95. Javon McCrea, Buffalo
McCrea is the early favorite for MAC Player of the Year after averaging 18 points, 7.9 assists and 2.6 blocks last season. He ranks sixth in offensive rating among returning players according to KenPom.
94. Siyani Chambers, Harvard
A big reason for Harvard’s unprecedented success last season was freshman guard Siyani Chambers. Chambers made an immediate impact for the Crimson, averaging 12.4 points and 5.7 assists while shooting better than 42% from long range. Expect him to put up a handful of double-doubles this season.

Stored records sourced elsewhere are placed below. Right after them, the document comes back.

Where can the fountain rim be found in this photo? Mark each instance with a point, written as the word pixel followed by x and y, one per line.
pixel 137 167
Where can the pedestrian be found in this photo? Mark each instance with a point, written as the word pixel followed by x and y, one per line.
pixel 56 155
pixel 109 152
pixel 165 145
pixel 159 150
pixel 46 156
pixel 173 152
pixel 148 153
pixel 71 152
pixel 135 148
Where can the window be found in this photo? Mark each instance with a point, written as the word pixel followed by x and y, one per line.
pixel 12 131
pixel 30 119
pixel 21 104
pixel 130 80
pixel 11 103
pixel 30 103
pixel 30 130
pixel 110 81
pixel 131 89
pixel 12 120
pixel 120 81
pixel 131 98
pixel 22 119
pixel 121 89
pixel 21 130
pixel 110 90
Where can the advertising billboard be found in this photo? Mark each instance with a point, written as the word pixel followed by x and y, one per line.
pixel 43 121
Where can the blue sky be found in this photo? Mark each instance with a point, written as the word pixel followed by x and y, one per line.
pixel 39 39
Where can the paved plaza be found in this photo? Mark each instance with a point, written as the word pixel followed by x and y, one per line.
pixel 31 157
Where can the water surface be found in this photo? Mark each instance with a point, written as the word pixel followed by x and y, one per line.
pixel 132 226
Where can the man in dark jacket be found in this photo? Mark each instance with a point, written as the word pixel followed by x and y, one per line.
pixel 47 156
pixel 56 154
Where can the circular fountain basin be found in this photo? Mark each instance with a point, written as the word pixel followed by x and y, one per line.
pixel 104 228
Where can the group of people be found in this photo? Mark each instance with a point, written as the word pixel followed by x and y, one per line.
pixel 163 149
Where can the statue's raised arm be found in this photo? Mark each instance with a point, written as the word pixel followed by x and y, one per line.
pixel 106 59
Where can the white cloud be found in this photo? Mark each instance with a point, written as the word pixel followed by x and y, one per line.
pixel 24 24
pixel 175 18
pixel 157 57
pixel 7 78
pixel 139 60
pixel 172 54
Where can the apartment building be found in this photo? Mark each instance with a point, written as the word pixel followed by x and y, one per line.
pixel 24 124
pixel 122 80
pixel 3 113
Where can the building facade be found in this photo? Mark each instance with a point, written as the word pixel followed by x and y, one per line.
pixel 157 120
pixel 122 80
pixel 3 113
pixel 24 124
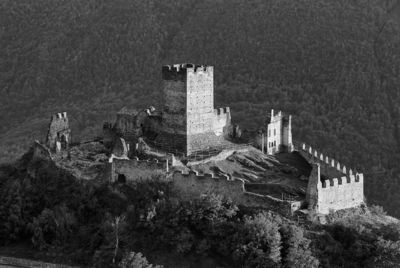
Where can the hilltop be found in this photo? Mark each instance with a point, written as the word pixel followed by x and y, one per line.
pixel 332 65
pixel 69 211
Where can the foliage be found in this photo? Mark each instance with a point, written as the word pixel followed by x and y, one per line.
pixel 136 260
pixel 332 64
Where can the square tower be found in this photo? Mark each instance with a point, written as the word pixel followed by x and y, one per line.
pixel 279 133
pixel 189 120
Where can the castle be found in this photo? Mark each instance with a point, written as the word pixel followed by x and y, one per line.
pixel 188 123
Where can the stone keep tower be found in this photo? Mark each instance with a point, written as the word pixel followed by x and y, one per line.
pixel 279 133
pixel 59 133
pixel 189 121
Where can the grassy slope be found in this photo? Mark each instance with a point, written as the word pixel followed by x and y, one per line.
pixel 334 66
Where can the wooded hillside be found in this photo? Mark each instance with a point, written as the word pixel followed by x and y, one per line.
pixel 334 65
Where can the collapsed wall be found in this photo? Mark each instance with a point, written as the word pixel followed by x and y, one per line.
pixel 123 169
pixel 59 133
pixel 192 184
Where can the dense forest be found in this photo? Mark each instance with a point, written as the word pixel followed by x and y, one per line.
pixel 334 65
pixel 55 217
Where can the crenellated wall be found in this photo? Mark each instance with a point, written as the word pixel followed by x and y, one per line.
pixel 222 120
pixel 329 166
pixel 40 151
pixel 326 195
pixel 59 133
pixel 279 134
pixel 192 184
pixel 340 193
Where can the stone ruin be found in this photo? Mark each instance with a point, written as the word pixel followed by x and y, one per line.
pixel 187 122
pixel 59 134
pixel 333 186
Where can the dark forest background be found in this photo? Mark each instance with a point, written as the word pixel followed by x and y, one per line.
pixel 334 65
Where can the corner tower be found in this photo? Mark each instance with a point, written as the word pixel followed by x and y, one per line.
pixel 279 133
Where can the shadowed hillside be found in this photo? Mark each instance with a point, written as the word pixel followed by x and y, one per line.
pixel 334 65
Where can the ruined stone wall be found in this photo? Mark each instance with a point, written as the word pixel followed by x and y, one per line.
pixel 40 151
pixel 135 169
pixel 189 121
pixel 329 167
pixel 340 193
pixel 58 132
pixel 200 99
pixel 222 120
pixel 274 133
pixel 193 185
pixel 279 133
pixel 174 97
pixel 334 194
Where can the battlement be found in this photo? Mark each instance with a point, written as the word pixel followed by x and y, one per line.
pixel 107 125
pixel 206 175
pixel 326 195
pixel 326 161
pixel 276 116
pixel 342 181
pixel 58 116
pixel 180 71
pixel 192 184
pixel 222 111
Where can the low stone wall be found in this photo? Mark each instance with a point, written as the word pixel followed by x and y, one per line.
pixel 340 193
pixel 192 185
pixel 329 166
pixel 135 169
pixel 40 151
pixel 324 196
pixel 18 262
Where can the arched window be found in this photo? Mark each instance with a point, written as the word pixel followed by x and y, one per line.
pixel 121 178
pixel 64 142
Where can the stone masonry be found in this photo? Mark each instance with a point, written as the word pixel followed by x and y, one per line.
pixel 331 186
pixel 279 136
pixel 189 119
pixel 59 133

93. Derrick Marks, Boise State
Marks was one of the key players on last year’s Boise State team that played in the First Four. He was second in scoring with 16.3 points per game, and he also averaged 3.9 assists and 1.8 steals. He is an explosive scorer, as proved by his pair of 30-point outings last year.
92. Anthony Ireland, Loyola Marymount
Ireland has remained one of the best-kept secrets in college basketball for a couple of seasons due to Loyola Marymount’s lack of success. The 5’10” point guard is an all-around great player, averaging 20.2 points, 4.4 rebounds, 3.6 assists and 1.7 steals per game last season. He also shot 37.6% from beyond the arc. In his three games against Gonzaga, who was a No. 1 seed in the NCAA tournament, Ireland averaged 22.7 points.
91. Wesley Saunders, Harvard
While Chambers ran the offense, Saunders was Harvard’s best all-around player. He led the team in scoring with 16.2 points per game, and he also chipped in 4.2 boards, 3.5 dimes, and 1.8 steals. He shot an impressive 52.2% from the field and although he only shot 20 three-pointers, he made half of them.